2017-09-30 10:59:10 | もろもろ

西村祐子『革をつくる人びと 被差別、客家、ムスリム、ユダヤ人たちと「革の道」』(解放出版社、2017年)を、クアラルンプールにいる間に読了。

わたしも革が人並み以上に好きである。しかし、日本において被差別の人びとが革を扱っていたことは知っていても、他国でどうなのかについては考えたこともなかった。また、なめしの方法についてもほとんど知らなかった。本書を読むと革のあれこれに興味がわいてくる。

イスラム圏では昔から皮の需要がとても高い。イベリア半島にもイスラム教時代にユダヤ人やムーア人の革職人たちが移り住み、イスラム教が去ったあとも文化として根付いた。また、東南アジアや南アジアには、中国華南地方の客家の人たちがディアスポラとして進出し、やはり革の仕事を手掛けていった。両者ともに、地域や同胞の横の関係がなければ成り立たなかった。ここには簡単でない歴史があるものの、日本のように政策的な差別構造があったわけではないことがわかる。

現在のなめしはクロムを使うことが一般的である。樹皮の渋から得られるタンニンを使う方法もあるが、工程が複雑で、時間がかかる。しかし、かつての日本ではそのいずれでもなかった。新しいクロムなめしは置いておいても、なぜ明治期に入ってきたタンニンなめしが広まらなかったのか。設備と場所をとることに加え、ここに登場する職人によれば、森林の国において大量の伐採につながることはできなかったのだという。検証されていることかどうかわからないのだが、面白い視点だ。
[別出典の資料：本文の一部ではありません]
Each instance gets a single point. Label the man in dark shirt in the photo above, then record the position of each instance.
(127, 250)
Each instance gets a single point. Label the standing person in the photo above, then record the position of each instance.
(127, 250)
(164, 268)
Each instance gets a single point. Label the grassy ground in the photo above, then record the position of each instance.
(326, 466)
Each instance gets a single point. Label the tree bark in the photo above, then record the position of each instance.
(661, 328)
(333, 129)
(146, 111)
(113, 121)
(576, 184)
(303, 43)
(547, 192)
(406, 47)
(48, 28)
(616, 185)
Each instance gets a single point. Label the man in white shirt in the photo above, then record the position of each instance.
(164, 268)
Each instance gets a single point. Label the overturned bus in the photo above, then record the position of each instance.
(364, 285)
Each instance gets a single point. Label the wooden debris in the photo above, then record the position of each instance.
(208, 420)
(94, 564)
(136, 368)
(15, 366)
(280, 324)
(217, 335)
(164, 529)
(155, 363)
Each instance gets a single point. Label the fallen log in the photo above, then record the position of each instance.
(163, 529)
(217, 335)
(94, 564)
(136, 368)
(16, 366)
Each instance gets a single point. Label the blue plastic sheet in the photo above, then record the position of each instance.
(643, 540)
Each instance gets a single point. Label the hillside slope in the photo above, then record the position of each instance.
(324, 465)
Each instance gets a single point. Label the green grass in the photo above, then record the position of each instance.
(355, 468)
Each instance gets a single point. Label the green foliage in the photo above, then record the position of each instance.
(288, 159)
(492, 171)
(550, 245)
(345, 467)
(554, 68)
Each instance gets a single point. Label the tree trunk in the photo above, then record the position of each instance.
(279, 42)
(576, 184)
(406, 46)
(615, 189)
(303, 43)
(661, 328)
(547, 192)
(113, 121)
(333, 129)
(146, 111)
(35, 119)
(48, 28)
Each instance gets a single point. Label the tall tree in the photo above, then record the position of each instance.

日本でかつて主流だった方法とは、白なめしである。川にしばらく漬けたあとに脱毛し、塩と菜種油をすりこみ、足で何百時間も踏んで柔らかく、また強靭にする。菜種油は虫が付かないようにするための選択でもあった。この中心地が姫路である。また、姫路は馬の尻から取れるコードヴァンで有名でもある。

本書には、こうした伝統を受け継ぎ新しいことを始めようとする人たちが何人も登場する。なるほど、それでこその文化なのだなと思える。

ところで長いこと使った長財布を新調しようかなと思っていたのだが、本書を読んだいま、買うべきか、年季がかなり入っていてもまだまだ使い続けるべきか、また別の悩みが出てきている。